Дворянство. Том 2 (СИ) - Николаев Игорь Игоревич. Страница 23
— Оружие всегда опасно и внушает почтение, — каким-то «пыльным», будто старая ветошь, голосом поучал искупитель. — Нужна большая смелость, чтобы идти прямо на вражеское острие. Поэтому не особенно искушенные бойцы часто лишь изображают ожесточенную схватку. Они обманывают сами себя.
Барнак поджал губы, но смолчал, проглотив «не особенно искушенного бойца».

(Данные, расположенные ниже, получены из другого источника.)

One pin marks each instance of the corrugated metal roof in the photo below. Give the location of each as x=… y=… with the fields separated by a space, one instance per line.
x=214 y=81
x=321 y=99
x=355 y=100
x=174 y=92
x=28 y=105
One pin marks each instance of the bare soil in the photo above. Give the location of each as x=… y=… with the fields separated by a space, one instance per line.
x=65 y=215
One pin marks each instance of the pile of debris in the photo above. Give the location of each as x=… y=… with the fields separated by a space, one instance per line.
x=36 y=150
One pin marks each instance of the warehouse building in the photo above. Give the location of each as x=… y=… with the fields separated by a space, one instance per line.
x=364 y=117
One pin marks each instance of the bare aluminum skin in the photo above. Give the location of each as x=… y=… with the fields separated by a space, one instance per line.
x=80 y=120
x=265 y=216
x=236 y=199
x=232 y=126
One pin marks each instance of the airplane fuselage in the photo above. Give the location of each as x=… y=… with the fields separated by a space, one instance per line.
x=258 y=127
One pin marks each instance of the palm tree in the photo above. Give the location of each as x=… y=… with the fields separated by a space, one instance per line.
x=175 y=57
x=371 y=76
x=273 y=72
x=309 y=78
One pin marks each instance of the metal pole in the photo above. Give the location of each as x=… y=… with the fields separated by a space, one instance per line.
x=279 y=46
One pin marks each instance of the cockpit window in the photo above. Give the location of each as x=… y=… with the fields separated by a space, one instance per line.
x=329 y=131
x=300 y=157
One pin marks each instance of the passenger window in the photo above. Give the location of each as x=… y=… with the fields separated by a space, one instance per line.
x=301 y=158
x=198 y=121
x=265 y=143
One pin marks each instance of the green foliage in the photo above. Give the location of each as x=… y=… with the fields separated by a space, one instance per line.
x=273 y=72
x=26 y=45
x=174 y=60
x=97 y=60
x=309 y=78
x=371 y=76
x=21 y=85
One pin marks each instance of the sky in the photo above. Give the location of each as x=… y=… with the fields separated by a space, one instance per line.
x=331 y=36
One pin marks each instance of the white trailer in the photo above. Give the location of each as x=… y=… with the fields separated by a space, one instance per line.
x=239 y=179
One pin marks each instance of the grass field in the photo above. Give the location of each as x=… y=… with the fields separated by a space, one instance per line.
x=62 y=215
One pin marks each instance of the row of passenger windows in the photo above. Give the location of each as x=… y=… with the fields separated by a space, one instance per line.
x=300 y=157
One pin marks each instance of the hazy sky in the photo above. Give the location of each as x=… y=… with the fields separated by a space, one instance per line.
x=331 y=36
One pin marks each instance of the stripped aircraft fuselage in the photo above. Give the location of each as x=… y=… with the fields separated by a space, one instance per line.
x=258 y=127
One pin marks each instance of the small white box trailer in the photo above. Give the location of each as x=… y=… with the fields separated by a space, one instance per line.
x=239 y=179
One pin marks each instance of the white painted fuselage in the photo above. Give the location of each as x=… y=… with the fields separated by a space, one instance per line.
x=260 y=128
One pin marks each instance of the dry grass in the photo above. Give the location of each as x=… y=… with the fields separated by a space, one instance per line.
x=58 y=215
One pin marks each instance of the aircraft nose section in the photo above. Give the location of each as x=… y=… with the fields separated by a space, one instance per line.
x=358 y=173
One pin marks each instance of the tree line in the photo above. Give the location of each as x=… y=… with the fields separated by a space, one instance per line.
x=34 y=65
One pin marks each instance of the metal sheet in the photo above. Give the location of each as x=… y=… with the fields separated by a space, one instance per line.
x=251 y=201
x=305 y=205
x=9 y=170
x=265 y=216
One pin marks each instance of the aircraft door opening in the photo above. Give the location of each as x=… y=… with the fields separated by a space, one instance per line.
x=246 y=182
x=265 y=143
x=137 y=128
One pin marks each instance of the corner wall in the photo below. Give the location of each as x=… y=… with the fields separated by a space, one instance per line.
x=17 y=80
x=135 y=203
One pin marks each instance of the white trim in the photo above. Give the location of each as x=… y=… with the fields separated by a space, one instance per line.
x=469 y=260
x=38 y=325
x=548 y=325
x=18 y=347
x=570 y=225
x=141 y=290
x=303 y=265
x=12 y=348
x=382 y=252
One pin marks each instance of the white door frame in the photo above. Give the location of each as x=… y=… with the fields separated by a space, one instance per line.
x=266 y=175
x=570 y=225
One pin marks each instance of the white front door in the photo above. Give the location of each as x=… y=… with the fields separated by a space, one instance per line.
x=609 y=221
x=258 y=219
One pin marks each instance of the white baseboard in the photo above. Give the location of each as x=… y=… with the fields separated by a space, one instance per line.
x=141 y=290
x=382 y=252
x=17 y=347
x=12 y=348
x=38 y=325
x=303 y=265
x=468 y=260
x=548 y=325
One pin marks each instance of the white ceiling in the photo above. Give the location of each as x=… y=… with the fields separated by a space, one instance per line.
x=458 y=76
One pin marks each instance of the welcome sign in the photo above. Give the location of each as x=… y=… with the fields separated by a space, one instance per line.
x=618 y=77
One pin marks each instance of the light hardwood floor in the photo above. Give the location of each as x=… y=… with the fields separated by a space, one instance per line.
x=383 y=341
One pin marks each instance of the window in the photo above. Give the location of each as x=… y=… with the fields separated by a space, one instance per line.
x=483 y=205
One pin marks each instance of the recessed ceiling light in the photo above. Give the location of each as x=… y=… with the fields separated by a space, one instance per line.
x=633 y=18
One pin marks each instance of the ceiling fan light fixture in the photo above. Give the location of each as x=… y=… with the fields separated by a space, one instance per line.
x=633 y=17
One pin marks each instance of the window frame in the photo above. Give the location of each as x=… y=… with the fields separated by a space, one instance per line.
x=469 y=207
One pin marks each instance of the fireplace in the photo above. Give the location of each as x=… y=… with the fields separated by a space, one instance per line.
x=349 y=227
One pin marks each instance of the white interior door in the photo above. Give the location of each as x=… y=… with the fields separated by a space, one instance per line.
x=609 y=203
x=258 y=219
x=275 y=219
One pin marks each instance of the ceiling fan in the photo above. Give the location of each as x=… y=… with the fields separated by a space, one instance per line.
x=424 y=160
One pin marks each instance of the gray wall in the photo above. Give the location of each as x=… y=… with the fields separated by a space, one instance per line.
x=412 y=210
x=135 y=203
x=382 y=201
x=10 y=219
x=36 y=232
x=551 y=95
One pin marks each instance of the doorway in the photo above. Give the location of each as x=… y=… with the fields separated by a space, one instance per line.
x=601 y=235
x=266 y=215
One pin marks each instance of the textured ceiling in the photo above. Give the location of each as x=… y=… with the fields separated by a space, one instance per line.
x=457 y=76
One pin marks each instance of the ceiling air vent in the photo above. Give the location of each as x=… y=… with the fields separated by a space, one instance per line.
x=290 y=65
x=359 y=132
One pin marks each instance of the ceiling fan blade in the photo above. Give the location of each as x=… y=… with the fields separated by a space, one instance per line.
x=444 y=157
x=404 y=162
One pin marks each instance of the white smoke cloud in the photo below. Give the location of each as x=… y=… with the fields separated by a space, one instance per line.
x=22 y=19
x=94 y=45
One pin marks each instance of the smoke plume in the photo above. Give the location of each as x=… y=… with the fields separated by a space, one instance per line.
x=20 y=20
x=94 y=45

Елена, переводя дух после очередного «схождения» с Пантином, внимательно смотрела и слушала. Наставник не противился, думая, надо полагать, что лишней воинской науки не бывает, и слову мудрого человека лучше быть услышанным. Мимо двигался разряженный поезд, кажущийся бесконечным и карнавальным. Никакого порядка и организации, разумеется, не наблюдалось, в целом перемещение дворянского табора напомнило Елене страшные истории о Владивостоке девяностых, когда в городе умерли все до единого светофоры, а очередность и прочие маневры определялись исключительно стоимостью автомобиля вкупе с внушительностью (и свирепостью) физиономии владельца. Кто-то помчался вслед за графом Блохтом и его спутниками, кто-то остался, рассчитывая двинуться позже, кто-то скакал налегке, оставив за конскими хвостами слуг, собирающих павильоны.

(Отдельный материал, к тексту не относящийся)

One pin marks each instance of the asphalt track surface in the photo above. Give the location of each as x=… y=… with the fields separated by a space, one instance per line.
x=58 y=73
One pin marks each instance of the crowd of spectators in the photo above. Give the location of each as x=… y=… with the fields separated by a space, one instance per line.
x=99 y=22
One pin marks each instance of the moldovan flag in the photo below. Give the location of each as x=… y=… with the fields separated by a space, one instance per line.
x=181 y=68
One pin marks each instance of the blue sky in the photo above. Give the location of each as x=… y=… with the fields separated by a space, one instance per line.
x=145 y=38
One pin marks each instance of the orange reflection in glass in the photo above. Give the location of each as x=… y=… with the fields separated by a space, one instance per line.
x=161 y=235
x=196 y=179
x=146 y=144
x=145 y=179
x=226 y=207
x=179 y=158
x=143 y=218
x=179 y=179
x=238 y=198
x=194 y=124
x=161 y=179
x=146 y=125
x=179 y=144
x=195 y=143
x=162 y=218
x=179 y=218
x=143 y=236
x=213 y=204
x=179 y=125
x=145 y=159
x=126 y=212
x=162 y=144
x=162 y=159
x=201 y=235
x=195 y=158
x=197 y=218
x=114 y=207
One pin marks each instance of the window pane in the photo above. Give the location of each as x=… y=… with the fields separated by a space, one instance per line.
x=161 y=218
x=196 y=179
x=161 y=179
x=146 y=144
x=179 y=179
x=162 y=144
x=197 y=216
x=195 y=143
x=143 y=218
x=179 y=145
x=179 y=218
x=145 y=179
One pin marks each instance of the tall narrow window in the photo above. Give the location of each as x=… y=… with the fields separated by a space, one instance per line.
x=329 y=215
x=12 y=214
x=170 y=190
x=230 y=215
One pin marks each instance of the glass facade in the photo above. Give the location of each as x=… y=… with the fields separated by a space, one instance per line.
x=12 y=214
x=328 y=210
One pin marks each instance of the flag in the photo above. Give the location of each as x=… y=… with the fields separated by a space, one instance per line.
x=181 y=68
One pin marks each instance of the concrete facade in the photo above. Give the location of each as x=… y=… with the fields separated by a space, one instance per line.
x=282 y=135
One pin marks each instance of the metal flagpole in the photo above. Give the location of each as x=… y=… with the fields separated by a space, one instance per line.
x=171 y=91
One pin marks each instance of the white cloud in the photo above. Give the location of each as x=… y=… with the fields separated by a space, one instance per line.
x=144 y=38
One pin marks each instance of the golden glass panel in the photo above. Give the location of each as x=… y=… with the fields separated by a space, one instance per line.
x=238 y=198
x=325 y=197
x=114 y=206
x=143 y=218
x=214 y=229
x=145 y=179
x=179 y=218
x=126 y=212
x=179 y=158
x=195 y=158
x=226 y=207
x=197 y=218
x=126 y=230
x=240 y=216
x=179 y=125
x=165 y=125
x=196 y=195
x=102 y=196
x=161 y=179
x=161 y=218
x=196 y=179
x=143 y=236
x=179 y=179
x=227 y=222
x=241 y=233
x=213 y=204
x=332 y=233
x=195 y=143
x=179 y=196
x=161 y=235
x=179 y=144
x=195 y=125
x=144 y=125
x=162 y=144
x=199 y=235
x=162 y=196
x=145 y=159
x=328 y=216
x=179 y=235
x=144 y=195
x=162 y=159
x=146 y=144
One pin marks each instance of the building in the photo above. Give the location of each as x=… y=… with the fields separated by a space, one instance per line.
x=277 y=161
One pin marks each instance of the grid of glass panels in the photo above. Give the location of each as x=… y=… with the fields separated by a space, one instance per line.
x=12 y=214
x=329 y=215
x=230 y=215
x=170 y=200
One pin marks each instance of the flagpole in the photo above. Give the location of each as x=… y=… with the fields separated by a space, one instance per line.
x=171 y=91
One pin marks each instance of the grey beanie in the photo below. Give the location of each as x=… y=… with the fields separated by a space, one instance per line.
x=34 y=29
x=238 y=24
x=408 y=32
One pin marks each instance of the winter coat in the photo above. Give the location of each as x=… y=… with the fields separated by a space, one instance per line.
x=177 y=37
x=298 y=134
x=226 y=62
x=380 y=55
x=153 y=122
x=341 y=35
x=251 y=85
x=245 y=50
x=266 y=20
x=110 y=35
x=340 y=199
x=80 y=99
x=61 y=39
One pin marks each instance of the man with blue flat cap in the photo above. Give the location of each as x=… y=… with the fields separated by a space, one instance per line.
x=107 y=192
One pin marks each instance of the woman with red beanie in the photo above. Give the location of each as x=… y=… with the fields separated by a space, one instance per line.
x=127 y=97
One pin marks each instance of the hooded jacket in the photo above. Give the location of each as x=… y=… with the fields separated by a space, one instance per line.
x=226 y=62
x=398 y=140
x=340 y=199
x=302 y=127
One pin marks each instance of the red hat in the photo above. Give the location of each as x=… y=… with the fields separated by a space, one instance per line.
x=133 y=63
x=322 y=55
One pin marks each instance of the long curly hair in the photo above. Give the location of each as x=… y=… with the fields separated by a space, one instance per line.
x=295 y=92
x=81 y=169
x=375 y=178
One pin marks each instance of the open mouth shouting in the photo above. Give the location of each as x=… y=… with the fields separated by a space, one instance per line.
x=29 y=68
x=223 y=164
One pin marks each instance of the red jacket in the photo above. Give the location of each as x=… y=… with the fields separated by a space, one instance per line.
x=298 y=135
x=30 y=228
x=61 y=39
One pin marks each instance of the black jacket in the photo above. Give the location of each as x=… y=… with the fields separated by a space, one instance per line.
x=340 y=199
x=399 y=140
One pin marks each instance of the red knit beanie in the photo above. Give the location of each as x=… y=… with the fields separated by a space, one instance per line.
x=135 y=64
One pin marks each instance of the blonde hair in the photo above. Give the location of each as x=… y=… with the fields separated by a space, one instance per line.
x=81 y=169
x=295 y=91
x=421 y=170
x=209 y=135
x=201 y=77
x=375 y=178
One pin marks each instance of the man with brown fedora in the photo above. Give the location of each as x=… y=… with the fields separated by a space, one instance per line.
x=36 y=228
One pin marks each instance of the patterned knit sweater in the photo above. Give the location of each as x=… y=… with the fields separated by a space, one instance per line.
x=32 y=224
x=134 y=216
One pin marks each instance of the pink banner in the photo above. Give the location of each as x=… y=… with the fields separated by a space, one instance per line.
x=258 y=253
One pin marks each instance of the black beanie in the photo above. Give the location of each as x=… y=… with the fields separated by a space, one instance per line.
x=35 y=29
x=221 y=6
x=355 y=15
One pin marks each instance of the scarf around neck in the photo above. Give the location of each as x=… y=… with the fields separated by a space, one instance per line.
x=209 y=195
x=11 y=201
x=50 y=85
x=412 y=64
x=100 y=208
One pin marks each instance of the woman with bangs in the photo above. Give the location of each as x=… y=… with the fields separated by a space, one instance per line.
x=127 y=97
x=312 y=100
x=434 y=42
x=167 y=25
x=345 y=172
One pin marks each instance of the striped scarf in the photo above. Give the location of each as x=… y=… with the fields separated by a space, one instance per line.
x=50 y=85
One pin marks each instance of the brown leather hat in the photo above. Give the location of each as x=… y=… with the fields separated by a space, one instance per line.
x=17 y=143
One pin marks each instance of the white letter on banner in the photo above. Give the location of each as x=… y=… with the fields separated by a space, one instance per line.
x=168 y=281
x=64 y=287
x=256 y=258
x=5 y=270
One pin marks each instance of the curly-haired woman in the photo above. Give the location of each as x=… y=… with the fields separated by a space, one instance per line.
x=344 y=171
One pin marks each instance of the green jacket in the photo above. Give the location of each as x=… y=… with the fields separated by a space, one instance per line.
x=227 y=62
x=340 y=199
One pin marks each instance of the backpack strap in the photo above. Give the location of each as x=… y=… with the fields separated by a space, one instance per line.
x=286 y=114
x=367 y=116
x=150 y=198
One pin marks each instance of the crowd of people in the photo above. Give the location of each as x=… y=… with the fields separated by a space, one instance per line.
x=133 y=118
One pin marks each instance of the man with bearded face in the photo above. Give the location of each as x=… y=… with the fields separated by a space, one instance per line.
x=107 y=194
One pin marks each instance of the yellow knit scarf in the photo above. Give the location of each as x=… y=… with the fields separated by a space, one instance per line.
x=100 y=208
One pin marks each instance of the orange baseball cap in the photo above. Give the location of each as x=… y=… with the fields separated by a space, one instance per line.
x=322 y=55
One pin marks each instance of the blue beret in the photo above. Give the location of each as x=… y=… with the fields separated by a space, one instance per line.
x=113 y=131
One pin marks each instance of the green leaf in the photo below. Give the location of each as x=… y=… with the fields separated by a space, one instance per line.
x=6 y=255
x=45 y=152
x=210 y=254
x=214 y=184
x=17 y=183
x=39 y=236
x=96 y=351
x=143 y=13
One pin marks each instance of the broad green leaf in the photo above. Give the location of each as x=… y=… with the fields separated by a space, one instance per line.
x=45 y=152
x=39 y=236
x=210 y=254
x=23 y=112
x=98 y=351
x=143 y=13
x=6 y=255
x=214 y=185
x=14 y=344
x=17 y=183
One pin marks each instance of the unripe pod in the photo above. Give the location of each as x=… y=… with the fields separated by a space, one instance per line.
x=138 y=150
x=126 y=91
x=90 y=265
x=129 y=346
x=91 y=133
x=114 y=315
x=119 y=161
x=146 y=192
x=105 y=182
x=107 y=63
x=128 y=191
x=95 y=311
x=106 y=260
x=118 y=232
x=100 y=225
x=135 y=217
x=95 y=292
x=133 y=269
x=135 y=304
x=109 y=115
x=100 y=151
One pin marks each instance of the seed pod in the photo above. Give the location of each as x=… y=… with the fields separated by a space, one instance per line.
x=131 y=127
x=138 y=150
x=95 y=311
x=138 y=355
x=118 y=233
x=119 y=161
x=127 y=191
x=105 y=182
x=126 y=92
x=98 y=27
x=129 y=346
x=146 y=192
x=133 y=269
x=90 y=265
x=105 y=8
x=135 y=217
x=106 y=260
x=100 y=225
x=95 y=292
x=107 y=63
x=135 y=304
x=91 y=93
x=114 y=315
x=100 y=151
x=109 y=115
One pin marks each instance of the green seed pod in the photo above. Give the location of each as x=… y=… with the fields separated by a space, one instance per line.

Алонсо и Барнак снялись относительно рано, чему способствовала компактность группы и отсутствие громоздкой поклажи. У Кеханы был лишь один слуга и ни одного боевого спутника, как у самого бедного фрельса, впрочем, кавалер, судя по всему, нисколько этим не тяготился. Гигехайма сопровождала свита побольше, трое или четверо, тоже достаточно скромно. Сюда же прибился мэтр Ульпиан, который после ночного разговора (о коем Елена, разумеется, не обмолвилась ни словом) чувствовал себя неуютно и, кажется, искал вооруженную компанию посерьезнее. Гамилла, Марьядек и другие театральные сподвижники предпочли двигаться в кавалькаде графа, так что Елена и Насильник снова остались вдвоем. Точнее втроем, если считать Пантина, но воин-маг, как обычно, появился неведомо откуда, исчезал неизвестно куда и по-прежнему воспринимался Еленой как стихия. Лошадей хватило на всех, и женщина получила ценную возможность попрактиковаться в езде. Один лишь Насильник снова предпочел идти своим ходом, но при жилистой неутомимости искупителя это не особо замедляло путников.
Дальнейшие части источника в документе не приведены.